- The Washington Times - Friday, June 2, 2006

CAIRO — The leader of al Qaeda in Iraq railed against Shi’ite Muslims in a four-hour audiotape posted on the Internet yesterday, saying their militias are raping women and killing Sunnis and the community must fight back.

The tape by Abu Musab Zarqawi appeared aimed at sabotaging the Iraqi government’s efforts to name a unity government — but was also intended to further enflame Shi’ite-Sunni tension across the Arab world.

“There’s a civil war going on in Iraq, but it will not become truly fierce until it’s exported outside Iraq. This tape is trying to do just that,” said Dawood al-Shirian, a Saudi political commentator.

A written statement said the audiotape was made two months ago. Its authenticity could not be independently confirmed, but it was posted on a Web forum often used by al Qaeda in Iraq for messages and the voice resembled Zarqawi’s on other tapes.

In violence in Iraq yesterday, two bombs exploded in quick succession at a pet market in central Baghdad, killing at least five persons and wounding 57, police said. The explosives were left in a bag at the al-Ghazil market, where Iraqis can go every Friday to buy dogs, birds, snakes and other animals.

Zarqawi’s Sunni insurgent followers have carried out some of the deadliest suicide bombings in Iraq’s conflict and have frequently targeted Shi’ite civilians and mosques in an attempt to spark a civil war. In his statements, the Jordanian-born militant often vilifies Shi’ites as infidels.

But the tape posted yesterday was an unprecedented screed that chronicled what Zarqawi said was a Shi’ite campaign throughout history to destroy Islam and help foreign invaders of Muslim lands.

“Sunnis, wake up, pay attention and prepare to confront the poisons of the Shi’ite snakes,” Zarqawi said. “Forget about those advocating the end of sectarianism and calling for national unity.”

He pointed to two Shi’ite militias with links to parties in the Shi’ite-dominated Iraqi government, accused by Sunnis in Iraq of running death squads in a recent wave of sectarian violence.

“They kill men and arrest women, put them in prison and rape them and steal everything from the houses of the Sunnis,” he said.

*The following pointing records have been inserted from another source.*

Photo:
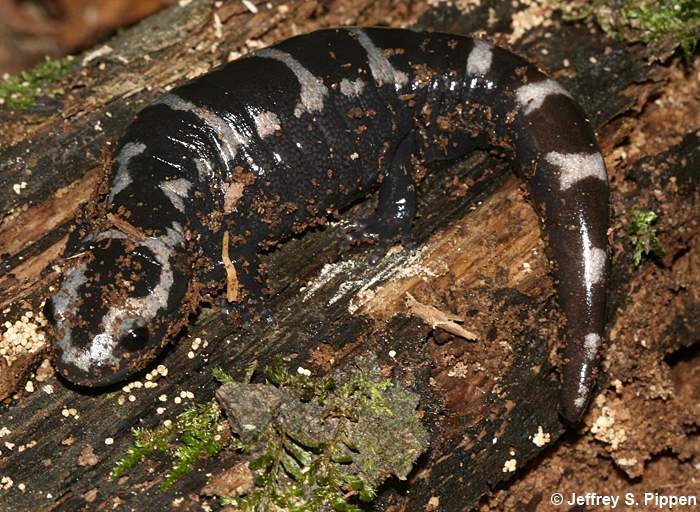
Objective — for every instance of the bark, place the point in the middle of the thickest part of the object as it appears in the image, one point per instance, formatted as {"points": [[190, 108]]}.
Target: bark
{"points": [[479, 256]]}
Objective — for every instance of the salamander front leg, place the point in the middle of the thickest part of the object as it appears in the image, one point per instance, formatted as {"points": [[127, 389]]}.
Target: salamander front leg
{"points": [[397, 203]]}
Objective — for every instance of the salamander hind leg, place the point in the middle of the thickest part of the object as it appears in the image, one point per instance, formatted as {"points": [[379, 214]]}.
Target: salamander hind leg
{"points": [[392, 220]]}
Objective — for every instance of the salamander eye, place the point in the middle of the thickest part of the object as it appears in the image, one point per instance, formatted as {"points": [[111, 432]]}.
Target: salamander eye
{"points": [[49, 312], [135, 339]]}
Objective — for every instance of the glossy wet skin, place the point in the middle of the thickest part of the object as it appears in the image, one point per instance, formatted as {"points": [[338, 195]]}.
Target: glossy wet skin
{"points": [[266, 146]]}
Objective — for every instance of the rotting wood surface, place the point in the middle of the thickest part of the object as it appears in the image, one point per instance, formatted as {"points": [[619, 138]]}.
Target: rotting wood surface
{"points": [[479, 256]]}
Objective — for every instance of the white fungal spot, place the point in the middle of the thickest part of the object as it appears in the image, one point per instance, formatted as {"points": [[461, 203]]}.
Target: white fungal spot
{"points": [[531, 96], [575, 167], [122, 178], [352, 88], [266, 123], [177, 190], [479, 61], [313, 91], [594, 260], [591, 342], [380, 67]]}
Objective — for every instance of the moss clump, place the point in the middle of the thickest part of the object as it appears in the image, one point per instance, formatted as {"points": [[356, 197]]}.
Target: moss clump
{"points": [[664, 25], [309, 444], [642, 234], [194, 434], [21, 91], [322, 444]]}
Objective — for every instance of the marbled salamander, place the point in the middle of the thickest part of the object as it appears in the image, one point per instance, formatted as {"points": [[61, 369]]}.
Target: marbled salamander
{"points": [[267, 145]]}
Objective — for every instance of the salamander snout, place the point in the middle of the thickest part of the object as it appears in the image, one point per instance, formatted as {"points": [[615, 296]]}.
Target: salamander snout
{"points": [[107, 316]]}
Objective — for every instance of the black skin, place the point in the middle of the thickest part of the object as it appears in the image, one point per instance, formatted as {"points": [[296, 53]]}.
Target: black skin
{"points": [[325, 148]]}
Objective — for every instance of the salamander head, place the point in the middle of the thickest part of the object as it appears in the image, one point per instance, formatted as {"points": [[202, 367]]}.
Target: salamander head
{"points": [[114, 308]]}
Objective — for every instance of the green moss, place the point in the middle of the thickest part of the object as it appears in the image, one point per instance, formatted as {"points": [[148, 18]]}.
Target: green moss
{"points": [[312, 443], [661, 24], [21, 91], [320, 443], [642, 234], [193, 435]]}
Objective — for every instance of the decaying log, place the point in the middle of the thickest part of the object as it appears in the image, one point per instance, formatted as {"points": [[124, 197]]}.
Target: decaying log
{"points": [[478, 257]]}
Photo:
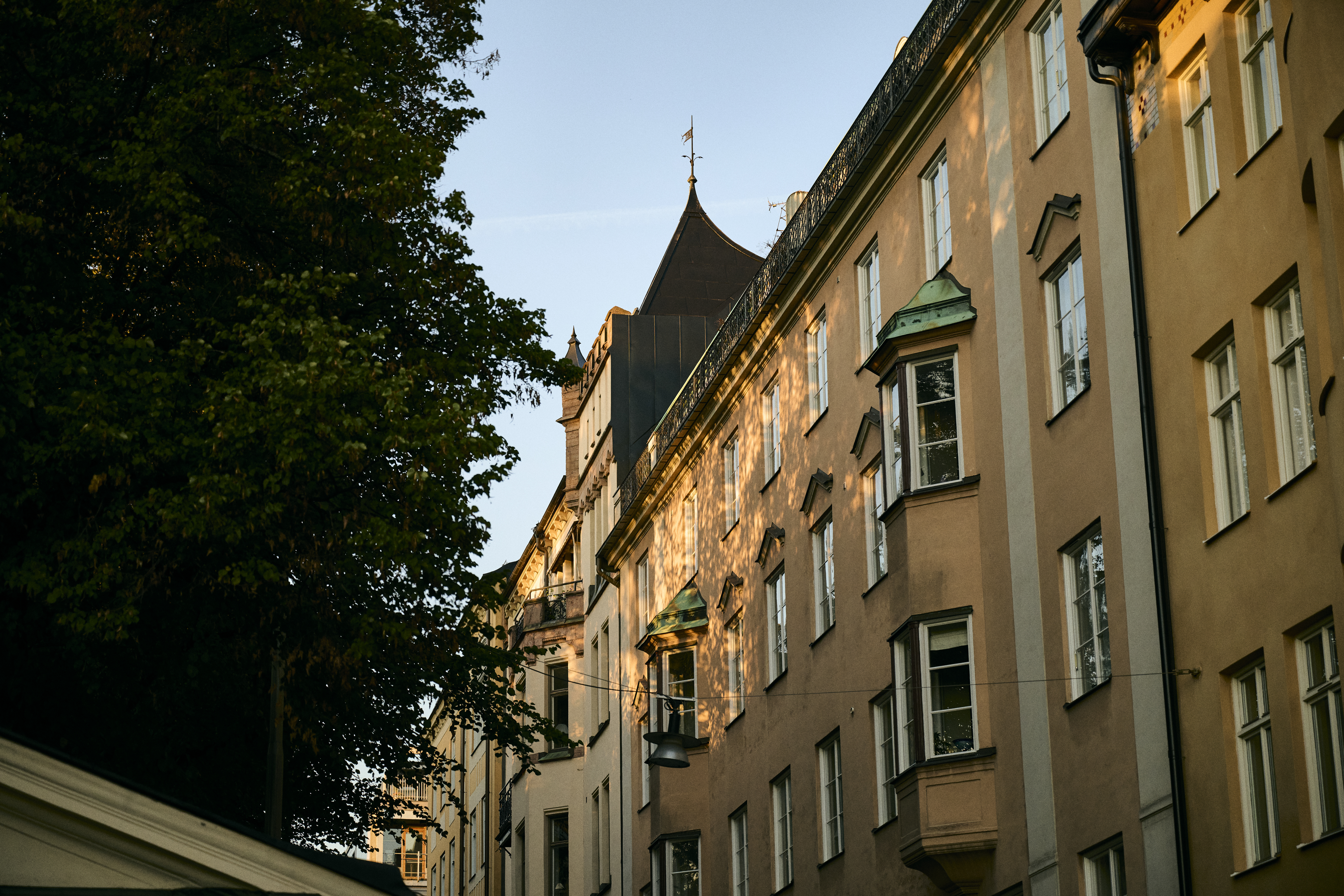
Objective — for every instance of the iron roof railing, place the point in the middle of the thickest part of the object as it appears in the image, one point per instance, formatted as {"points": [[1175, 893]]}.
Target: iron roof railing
{"points": [[937, 23]]}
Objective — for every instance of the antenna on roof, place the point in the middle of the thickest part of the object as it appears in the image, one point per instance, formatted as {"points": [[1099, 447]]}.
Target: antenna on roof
{"points": [[690, 136]]}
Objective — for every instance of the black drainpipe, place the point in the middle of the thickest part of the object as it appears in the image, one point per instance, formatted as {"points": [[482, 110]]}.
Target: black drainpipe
{"points": [[1148, 429]]}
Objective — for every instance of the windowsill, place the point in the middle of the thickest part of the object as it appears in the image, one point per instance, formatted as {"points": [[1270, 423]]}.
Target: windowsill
{"points": [[1255, 155], [1084, 696], [1049, 138], [1320, 840], [1220, 534], [1256, 867], [820, 417], [1296, 477], [1072, 402], [1198, 213]]}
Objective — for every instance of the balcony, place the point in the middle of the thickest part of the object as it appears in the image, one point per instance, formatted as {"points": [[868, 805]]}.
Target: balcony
{"points": [[949, 821]]}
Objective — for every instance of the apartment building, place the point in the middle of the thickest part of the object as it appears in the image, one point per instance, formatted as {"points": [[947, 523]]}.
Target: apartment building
{"points": [[1238, 202]]}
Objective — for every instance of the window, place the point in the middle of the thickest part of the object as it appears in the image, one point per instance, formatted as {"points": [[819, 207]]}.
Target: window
{"points": [[558, 702], [732, 484], [1228, 439], [1069, 332], [1198, 118], [777, 636], [870, 300], [1089, 625], [885, 734], [679, 684], [824, 574], [771, 436], [557, 856], [1260, 73], [691, 532], [1105, 871], [1048, 57], [818, 390], [1291, 386], [933, 396], [737, 686], [781, 794], [874, 507], [937, 214], [1319, 669], [738, 824], [1256, 756], [833, 800]]}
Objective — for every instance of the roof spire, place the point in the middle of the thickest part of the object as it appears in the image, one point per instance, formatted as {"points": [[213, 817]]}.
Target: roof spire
{"points": [[690, 136]]}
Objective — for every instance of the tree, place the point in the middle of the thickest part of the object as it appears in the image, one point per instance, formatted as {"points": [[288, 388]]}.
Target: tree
{"points": [[247, 375]]}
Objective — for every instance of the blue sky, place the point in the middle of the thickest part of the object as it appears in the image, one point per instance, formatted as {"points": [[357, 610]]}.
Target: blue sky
{"points": [[576, 175]]}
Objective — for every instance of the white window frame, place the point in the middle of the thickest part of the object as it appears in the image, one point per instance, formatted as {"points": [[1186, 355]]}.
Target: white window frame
{"points": [[831, 767], [1095, 671], [741, 866], [912, 378], [781, 801], [1260, 73], [870, 299], [1228, 434], [824, 574], [771, 440], [937, 214], [1296, 439], [777, 624], [1065, 287], [1256, 765], [1197, 105], [1323, 727], [1051, 72], [819, 391], [927, 682]]}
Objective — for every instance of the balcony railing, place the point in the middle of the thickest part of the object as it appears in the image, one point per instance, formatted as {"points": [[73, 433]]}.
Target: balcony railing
{"points": [[902, 77]]}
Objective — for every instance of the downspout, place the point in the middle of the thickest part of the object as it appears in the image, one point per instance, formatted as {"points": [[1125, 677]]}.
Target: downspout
{"points": [[1148, 431]]}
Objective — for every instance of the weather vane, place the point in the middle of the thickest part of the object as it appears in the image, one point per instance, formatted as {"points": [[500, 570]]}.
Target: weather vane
{"points": [[690, 136]]}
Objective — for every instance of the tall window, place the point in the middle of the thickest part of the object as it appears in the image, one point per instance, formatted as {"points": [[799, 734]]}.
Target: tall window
{"points": [[874, 507], [1291, 385], [1089, 624], [1105, 871], [771, 432], [558, 701], [870, 300], [937, 214], [732, 484], [781, 794], [1048, 57], [833, 800], [824, 575], [933, 398], [1228, 437], [737, 686], [738, 824], [777, 635], [1260, 73], [885, 734], [1260, 802], [1319, 669], [1198, 118], [691, 535], [557, 856], [818, 389], [1069, 332]]}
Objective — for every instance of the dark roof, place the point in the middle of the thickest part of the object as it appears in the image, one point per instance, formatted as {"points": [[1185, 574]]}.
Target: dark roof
{"points": [[702, 270]]}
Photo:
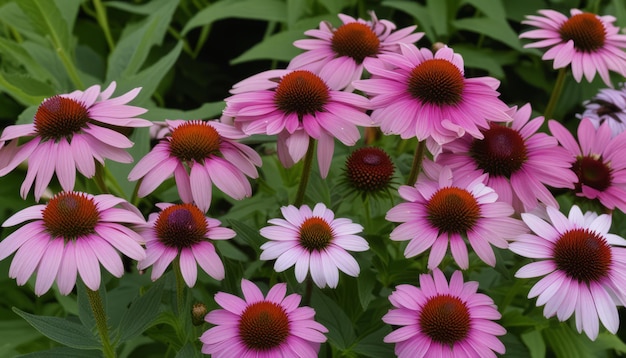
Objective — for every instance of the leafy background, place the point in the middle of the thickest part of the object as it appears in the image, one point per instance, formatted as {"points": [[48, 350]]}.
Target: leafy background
{"points": [[186, 55]]}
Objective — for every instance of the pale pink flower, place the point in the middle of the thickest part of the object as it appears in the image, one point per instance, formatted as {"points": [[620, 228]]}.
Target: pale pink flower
{"points": [[262, 326], [199, 154], [315, 241], [443, 320], [73, 234], [585, 274], [70, 132]]}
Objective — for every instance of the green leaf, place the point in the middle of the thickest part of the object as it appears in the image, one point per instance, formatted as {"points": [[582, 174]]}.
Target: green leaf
{"points": [[61, 330], [268, 10]]}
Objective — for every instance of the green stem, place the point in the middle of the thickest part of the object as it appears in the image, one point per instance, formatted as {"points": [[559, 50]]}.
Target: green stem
{"points": [[417, 163], [95, 301], [556, 93], [306, 173]]}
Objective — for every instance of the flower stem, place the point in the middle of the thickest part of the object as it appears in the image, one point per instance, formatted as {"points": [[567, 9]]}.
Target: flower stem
{"points": [[306, 173], [556, 93], [95, 301], [417, 163]]}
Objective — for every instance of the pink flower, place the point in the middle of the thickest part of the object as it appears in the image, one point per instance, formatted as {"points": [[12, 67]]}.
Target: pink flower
{"points": [[73, 233], [600, 163], [68, 132], [416, 93], [518, 161], [441, 320], [182, 230], [584, 273], [258, 326], [297, 105], [199, 154], [313, 240], [443, 208], [590, 43], [338, 53]]}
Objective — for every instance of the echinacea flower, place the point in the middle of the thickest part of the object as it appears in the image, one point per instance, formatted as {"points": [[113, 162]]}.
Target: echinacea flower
{"points": [[199, 154], [297, 105], [315, 241], [518, 161], [258, 326], [589, 42], [582, 272], [70, 132], [338, 53], [442, 207], [416, 93], [73, 234], [443, 320], [599, 163], [182, 230], [609, 106]]}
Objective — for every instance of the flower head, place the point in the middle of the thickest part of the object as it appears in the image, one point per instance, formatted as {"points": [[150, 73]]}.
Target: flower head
{"points": [[270, 326], [600, 164], [443, 208], [313, 240], [70, 132], [416, 93], [297, 105], [338, 53], [182, 230], [590, 43], [199, 154], [73, 233], [518, 161], [585, 274], [441, 320]]}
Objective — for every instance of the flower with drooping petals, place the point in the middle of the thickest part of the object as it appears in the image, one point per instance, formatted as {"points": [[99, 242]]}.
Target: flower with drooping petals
{"points": [[199, 154], [258, 326], [70, 132], [518, 161], [313, 240], [338, 53], [583, 272], [416, 93], [72, 234], [609, 106], [297, 105], [182, 230], [441, 320], [599, 163], [443, 207], [589, 42]]}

Iraqi Prime Minister Nouri al-Maliki said Zarqawi expressed “a futile brutality, depraved mentally and morally.”

“I believe the Iraqi people won’t listen to such miserable words,” he told reporters in Baghdad. “Reconciliation is the hope for all Iraqis, and all Iraqis welcome it.”

Zarqawi appeared to be aiming at a wider audience, seeking to rally Sunni radicals by tapping into mistrust of Shi’ites and non-Arab Shi’ite Iran.

He denounced Shi’ites across the Middle East, saying they were “the same as Jews, with secret meetings” and loyalty to a “mother country” — Israel for the Jews, Iran for the Shi’ites. He called the Lebanese Shi’ite group Hezbollah the “enemy of Sunnis” and accused it of working to protect Israel from Lebanon-based Palestinian guerrillas.

It was Zarqawi’s first message since an April 29 videotape that showed him firing a machine gun in the desert and consulting with mujahedeen leaders, apparently to emphasize his control.